Kisah Pengasuh Panti Asuhan yang Selamatkan Anak Korban Kekerasan

Featured Image

Kehidupan di Panti Asuhan Mutiara Insan, Banyuwangi

Pada malam hari yang gelap, Zona Kreasi mengunjungi Panti Asuhan Mutiara Insan yang berada di Kelurahan Taman Baru, Kecamatan Banyuwangi, Jawa Timur. Lokasi panti asuhan ini berada di sebuah rumah bekas kos-kosan yang telah diwakafkan untuk kebutuhan pendidikan dan perlindungan anak-anak.

Di dalam bangunan tersebut, beberapa anak usia sekolah sedang belajar bersama pengasuh mereka, Reni Suwarsih. Sementara itu, anak-anak yang lebih muda tengah bermain dengan riang. Reni memegang seorang bayi berusia 2,5 bulan yang juga menjadi salah satu anak asuhnya. Senyumnya yang tenang dan teduh terlihat jelas, sembari mengenakan hijab panjang.

Reni menceritakan bahwa panti asuhan ini awalnya didirikan pada tahun 2019. Awalnya, yayasan menempati sebuah bangunan sewa di Dadapan, Kecamatan Kabat. Sebelum panti asuhan berdiri, Yayasan Asa Insan Karomah yang ia naungi fokus pada pelayanan kepada anak yatim dan dhuafa yang masih tinggal bersama keluarga masing-masing.

Yayasan tersebut bekerja sama dengan guru-guru yang menyediakan layanan gratis di daerah-daerah yang banyak dihuni oleh keluarga anak yatim atau dhuafa. Dengan begitu, donasi dari para donatur bisa digunakan secara efektif untuk membantu kebutuhan dasar anak-anak tersebut.

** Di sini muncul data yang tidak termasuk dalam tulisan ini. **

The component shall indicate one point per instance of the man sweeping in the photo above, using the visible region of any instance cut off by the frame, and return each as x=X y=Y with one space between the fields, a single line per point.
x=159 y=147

Namun, selama perjalanan, Reni melihat langsung kondisi yang tidak ideal. Ada anak-anak yang sering melihat orangtua bertengkar hingga mengalami depresi. Hal ini memicu hasrat Reni untuk mendirikan panti asuhan yang dapat menjadi tempat perlindungan bagi anak-anak korban kekerasan.

Dengan adanya panti asuhan, Reni berharap semua anak dapat mendapatkan gizi yang cukup, perhatian yang memadai, serta pendidikan yang terstruktur. Meskipun niatnya sudah bulat, Reni sempat merasa ragu untuk membuat keputusan besar.

Keputusan tersebut akhirnya diambil setelah seorang bayi pertama dari pasangan muda datang ke panti asuhan. Bayi tersebut awalnya dianggap sebagai kesalahan, namun bagi Reni, ia dianggap sebagai amanah yang harus dijaga.

Awalnya, panti asuhan berada di sebuah rumah tipe 21 di Kecamatan Kabat. Namun, segala hal yang dihadapi tidak mudah. Perizinan yang harus lengkap, serta masalah tempat tinggal yang kompleks, membuat prosesnya sangat rumit.

Setelah empat tahun menyewa, pemilik rumah ingin agar yayasan membeli rumah tersebut. Meski rencana pembelian dibuat, uang belum terkumpul dan penjual terus mendesak. Keputusan sulit harus diambil: membeli dengan biaya tinggi atau memutuskan tidak membeli dan mencari tempat lain.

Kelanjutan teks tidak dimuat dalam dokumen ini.